合谷は、肩凝り、歯痛、眼病に効くつぼですが、高山病にも有効です。手の人差し指と親指の骨が合流するところから少し人差し指寄りにあります。

この部分を逆手の親指で3秒程度、押したり離したりを繰り返しましょう。また、小さな円を描くように押しまわしても効果的です。

薬を飲む

軽い高山病なら頭痛薬を服用するだけで済みますが、本格的な高山病の場合、ダイアモックスという薬があります。

この薬は予防にも役立ち、高地に到着する前日から到着後3日後くらいまでの期間で服用しましょう。ダイアモックスは脳の呼吸中枢を刺激する作用があり、酸素の取り込みを増やします。

また、ギンコというイチョウの葉エキスが急性高山病予防に効くという報告もあります。イチョウの葉に含まれる物質が活性酸素消去、血管拡張を促すために、高山病に効くというものです。

深呼吸をする

高山病は酸素がなくなるために引き起こされる病気ですので、酸素を取り入れるため、深呼吸をしましょう。

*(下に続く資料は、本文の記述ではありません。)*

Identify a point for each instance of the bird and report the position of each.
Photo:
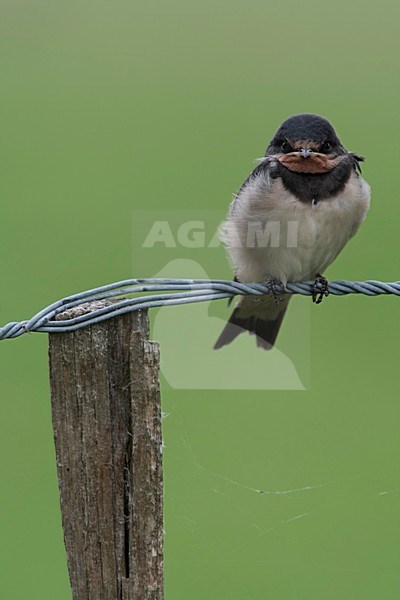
(289, 220)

このときのコツとして、肺にある空気をすべて吐き出すと効果的です。肺にある空気を出さないと、肺の中に空気が残った分、吸える酸素の量が限られてしまいます。

また、最近では携帯酸素のボンベが売られていますので、それを利用するという手もあります。

水分を摂取する

水分を摂取するのも高山病に有効です。15分に一口、30分に一口というように、定期的に少しずつ摂取するようにしましょう。

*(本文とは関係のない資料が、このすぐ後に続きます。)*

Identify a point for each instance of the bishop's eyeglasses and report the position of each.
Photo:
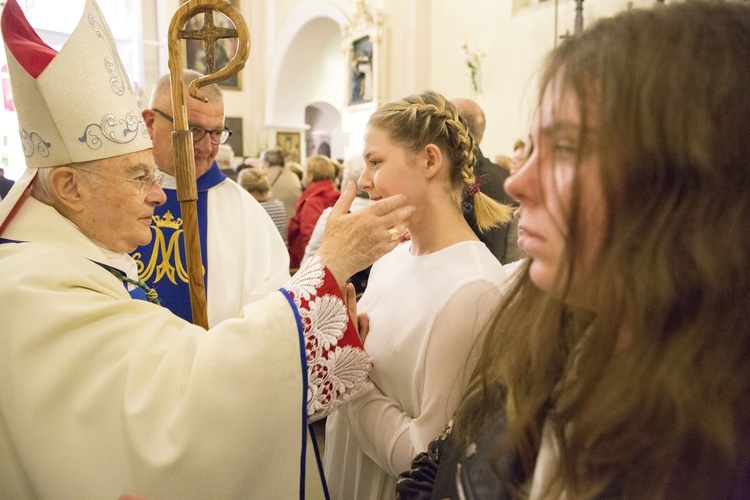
(215, 136)
(144, 182)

体内の水分が不足すると、血液が血管を流れにくくなります。それに合わせて、酸素の移動も疎かになり、結果、高山病を発症します。高山病かなと思ったら、水分を多めに摂り、身体の血液循環を良好な状態にしましょう。

体を強く締め付けていると、高山病になりやすいという傾向にあります。ポテトチップスの袋を山頂に持っていくと気圧の関係で袋が膨れてきますが、これと同じ原理で体も膨張しています。

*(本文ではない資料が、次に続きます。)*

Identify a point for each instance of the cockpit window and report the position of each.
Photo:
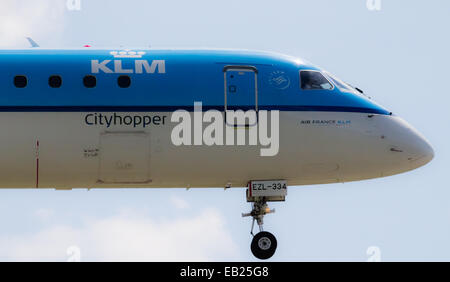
(340, 84)
(314, 80)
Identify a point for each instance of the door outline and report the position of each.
(240, 68)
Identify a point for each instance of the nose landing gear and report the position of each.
(264, 244)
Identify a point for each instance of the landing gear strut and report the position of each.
(264, 244)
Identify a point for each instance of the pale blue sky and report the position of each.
(398, 55)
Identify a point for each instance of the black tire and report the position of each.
(264, 245)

だから、高いところほどベルトを緩め、ズボンはジーパンなどのように体にぴったりするものは避けた方がいいでしょう。

また、鉄分を摂取しておくと、血中のヘモグロビン濃度が増加し、吸った酸素を体内に効率よく取り込めるようになります。生来、貧血気味の人は、高山病にかかりやすいという傾向にありますから、鉄分を摂取しておくことを心がけると良いでしょう。

また、天気が悪い日も気圧が低いので高山病になりやすいです。この点も注意しておきましょう。

皆が登っているから大丈夫だ、と気軽に思っていると、案外高山病になってしまうかもしれません。そんなとき、上記の項目を思い出して、早急に対処しましょう。